Mark Plotkin, the impatient, pugilistic political commentator, died in September 2019. But three years later, most of Plotkin’s cremated ashes remain dumped inside a gallon-size Ziploc baggie stuffed into a plastic funeral urn. His final resting place is far from certain.

Though Mark and I had a long time relationship, it was also far from typical. For example, he opened an interview with me on the DC radio station WTOP this way:  "How do you respond to those who say you're just outrageous, off the wall, beyond normal?"

I responded saying that if you go back and read what I wrote ten, twenty or thirty years ago, it’s hard to see what the problem was. That’s the way Mark and I talked on the air.

For about a quarter century or so, Mark Plotkin and I would have occasional lunches with Eugene McCarthy. Plotkin had been McCarthy's campaign manager when he ran as an independent for president in 1976. During that campaign, while McCarthy and Plotkin were in Florida, Bill Veeck announced that he was reactivating Minnie Minoso for eight at-bats so he could claim to have played over four decades. Veeck was always coming up with ideas. Some weren't so great, like putting his players in short pants, but some became traditions like having the announcer sing "Take Me Out to the Ball Game" during the seventh-inning stretch.

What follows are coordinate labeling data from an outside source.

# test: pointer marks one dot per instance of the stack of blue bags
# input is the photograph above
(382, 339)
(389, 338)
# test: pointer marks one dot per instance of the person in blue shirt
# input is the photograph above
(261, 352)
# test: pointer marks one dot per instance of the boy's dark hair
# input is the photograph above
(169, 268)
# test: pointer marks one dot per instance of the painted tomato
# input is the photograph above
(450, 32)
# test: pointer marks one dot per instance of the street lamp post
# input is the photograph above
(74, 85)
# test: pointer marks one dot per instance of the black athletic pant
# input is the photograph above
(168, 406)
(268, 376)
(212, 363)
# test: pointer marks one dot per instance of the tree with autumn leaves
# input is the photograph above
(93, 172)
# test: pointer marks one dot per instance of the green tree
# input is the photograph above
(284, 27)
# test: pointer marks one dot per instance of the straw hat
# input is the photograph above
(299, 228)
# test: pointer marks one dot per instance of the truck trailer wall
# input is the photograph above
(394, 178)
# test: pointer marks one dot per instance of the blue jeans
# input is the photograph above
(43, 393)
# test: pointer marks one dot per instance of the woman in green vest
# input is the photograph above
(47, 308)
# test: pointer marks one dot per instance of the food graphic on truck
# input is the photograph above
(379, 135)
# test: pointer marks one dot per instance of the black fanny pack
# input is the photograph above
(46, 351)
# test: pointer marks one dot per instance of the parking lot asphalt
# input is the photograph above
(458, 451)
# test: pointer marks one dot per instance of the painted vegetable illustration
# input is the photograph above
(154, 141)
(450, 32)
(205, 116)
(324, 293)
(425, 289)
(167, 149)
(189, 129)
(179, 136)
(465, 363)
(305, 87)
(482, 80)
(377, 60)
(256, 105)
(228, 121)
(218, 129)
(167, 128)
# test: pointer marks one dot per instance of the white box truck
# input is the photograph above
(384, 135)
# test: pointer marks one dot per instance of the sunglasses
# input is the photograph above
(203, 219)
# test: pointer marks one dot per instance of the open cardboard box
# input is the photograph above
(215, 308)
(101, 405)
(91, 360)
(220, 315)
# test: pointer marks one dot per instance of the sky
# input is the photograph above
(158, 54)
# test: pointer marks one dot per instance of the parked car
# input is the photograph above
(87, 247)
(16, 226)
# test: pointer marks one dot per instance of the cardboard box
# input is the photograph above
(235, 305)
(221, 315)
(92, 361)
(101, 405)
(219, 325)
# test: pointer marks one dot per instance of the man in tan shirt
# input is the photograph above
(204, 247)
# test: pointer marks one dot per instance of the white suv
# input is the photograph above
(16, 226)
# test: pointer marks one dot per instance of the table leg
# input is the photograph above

When Chicagoan Plotkin read the Minoso story he quickly came up with another idea for Veeck: have him reactivate former Soo Leaguer Eugene McCarthy. Gene was excited and Plotkin made the call. Veeck had just one question: "Can he hit?" Plotkin assured him that McCarthy was a strong hitter. There was a long pause and then the reply, "Nah. . . Daley would kill me."

Why it has taken so long to bury Mark is described in another Tom Sherwood piece a year ago. It’s a complicated tale  but this will give you a sense of what what happened to the urn where his cremated ashes were put:

At Weisskopf’s house in Northwest, they decided they would open the urn. They wanted to spread some of the ashes at local sites here, especially the Rose Park tennis courts in Georgetown “where he loved to play tennis,” Weisskopf remembers.  But they couldn’t get the damn urn open, no matter how hard they tried. “The seal of the urn was some incredibly tight glue,” Friedberg recalls. Frustrated, they went out to the back alley of Weisskopf’s home. “I threw the thing from over my head to the pavement and shattered the urn,” Friedberg admits, “and we retrieved the ashes.” 

Even a few years after his death, Mark was still providing good stories.